Closed HanadaLee closed 1 month ago
andrieslouw
commented
2 months ago This is indeed by-design to strip all headers. Are you using an self-hosted version, or the public service? For self-hosted you might be able to script something to add them back in.
HanadaLee
commented
2 months ago I'm using a self-hosted service, but there doesn't seem to be any existing option to configure passthrough response headers. What does script mean?
kleisauke
commented
2 months ago For the same reasons we do not pass any information to the origin server, we also do not retain (or internally parse) any response headers from the origin server.

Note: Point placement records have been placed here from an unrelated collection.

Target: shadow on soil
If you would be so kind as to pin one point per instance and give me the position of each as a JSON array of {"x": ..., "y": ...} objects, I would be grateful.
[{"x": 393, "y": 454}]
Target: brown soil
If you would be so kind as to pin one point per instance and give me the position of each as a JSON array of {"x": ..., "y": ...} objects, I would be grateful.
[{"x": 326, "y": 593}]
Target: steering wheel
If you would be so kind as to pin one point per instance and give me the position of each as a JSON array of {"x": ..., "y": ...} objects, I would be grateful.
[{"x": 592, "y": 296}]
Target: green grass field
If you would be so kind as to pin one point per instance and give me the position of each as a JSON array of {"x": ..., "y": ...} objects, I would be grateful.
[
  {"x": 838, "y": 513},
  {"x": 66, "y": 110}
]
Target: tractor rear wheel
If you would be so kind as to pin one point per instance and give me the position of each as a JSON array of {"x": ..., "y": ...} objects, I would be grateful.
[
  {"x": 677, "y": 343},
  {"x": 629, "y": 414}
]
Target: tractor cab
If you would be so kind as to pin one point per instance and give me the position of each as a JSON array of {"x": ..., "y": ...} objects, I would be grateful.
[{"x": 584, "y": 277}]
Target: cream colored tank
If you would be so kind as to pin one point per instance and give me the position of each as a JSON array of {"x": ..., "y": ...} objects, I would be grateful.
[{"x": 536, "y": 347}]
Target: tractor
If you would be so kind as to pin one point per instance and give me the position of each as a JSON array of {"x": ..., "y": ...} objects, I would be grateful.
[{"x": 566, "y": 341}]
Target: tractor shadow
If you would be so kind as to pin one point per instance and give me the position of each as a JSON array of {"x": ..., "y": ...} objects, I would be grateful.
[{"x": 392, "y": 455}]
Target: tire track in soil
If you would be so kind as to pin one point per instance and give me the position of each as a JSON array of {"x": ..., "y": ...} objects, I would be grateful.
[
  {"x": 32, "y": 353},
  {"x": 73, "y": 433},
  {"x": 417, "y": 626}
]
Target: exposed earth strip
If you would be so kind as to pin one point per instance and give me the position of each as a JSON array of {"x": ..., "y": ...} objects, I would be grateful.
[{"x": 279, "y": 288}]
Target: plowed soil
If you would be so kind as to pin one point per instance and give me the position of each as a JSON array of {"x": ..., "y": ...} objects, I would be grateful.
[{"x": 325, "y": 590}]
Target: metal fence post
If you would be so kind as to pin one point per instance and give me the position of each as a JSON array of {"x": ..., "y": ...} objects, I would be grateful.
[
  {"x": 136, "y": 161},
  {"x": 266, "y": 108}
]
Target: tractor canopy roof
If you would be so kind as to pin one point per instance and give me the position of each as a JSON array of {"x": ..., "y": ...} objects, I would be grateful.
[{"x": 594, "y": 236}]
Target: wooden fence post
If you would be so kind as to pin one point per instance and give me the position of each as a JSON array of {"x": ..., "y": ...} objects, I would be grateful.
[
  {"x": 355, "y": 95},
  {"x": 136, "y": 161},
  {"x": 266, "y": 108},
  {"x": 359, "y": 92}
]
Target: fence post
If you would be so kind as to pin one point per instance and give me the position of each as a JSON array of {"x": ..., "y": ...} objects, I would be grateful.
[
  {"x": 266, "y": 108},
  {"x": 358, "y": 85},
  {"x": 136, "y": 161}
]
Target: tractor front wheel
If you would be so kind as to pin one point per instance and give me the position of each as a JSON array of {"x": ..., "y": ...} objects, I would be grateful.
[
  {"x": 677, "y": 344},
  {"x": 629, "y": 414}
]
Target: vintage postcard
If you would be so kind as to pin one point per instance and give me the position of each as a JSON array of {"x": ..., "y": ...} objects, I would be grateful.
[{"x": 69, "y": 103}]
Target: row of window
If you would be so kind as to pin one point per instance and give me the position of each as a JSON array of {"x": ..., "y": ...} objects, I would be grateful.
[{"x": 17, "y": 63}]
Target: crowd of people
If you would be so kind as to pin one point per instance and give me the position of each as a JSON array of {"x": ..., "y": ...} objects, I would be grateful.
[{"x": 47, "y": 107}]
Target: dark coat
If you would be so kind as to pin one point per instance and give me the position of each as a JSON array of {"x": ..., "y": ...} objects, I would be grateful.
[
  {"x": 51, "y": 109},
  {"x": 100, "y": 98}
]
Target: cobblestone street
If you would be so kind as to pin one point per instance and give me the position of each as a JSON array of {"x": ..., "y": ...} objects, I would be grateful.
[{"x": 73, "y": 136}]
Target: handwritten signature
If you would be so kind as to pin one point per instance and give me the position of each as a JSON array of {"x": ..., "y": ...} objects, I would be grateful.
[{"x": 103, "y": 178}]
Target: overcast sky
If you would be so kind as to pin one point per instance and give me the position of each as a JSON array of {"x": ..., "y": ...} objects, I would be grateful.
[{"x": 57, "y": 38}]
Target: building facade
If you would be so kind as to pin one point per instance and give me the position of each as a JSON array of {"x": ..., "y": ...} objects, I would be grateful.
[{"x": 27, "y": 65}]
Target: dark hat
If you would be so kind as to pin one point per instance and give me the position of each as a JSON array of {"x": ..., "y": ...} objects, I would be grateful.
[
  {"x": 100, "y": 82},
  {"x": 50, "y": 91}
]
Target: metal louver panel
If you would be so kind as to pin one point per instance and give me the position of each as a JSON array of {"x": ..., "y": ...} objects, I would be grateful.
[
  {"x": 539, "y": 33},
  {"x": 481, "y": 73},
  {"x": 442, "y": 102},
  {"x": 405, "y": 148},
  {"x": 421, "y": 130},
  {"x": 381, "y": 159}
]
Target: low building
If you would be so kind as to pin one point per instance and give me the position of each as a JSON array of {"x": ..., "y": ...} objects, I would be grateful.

The only meta information retained from the original image is its size, which does not necessarily originate from the Content-Length header, as upstream servers are allowed to omit this.
https://github.com/weserv/images/blob/947dbc4ef817509620f678d9186cb6c097957687/ngx_conf/imagesweserv.conf#L58
Feel free to use the provided source code to host your own solution, which you can customize to suit your needs. For example, if you only need to process images from a single domain, you can use nginx's proxy_pass directive in combination with the weserv filter directive. For more details, see: https://github.com/weserv/images/issues/314#issuecomment-952012562.
kleisauke
commented
2 months ago Additionally, you can refer to the ngx_http_proxy_module for guidance on implementing this behavior within the weserv proxy directive. See the following links for comparison:
https://github.com/nginx/nginx/blob/release-1.27.1/src/http/modules/ngx_http_proxy_module.c#L1900-L1941
and:
https://github.com/weserv/images/blob/947dbc4ef817509620f678d9186cb6c097957687/src/nginx/http.cpp#L467-L515
After that, the various response header fields ought also to be available via the $upstream_http_<NAME> variables.
I am currently using HTTP response headers such as unique id and via header to track the request process.
However, weserv will discard all HTTP response headers after obtaining the original image and regenerate all HTTP headers by itself.
I hope to be able to retain headers other than the HTTP response headers that must be changed (such as Content-Length, Date, etc.), as well as some headers that may leak privacy (such as Set-Cookie), to facilitate request process tracking and debugging.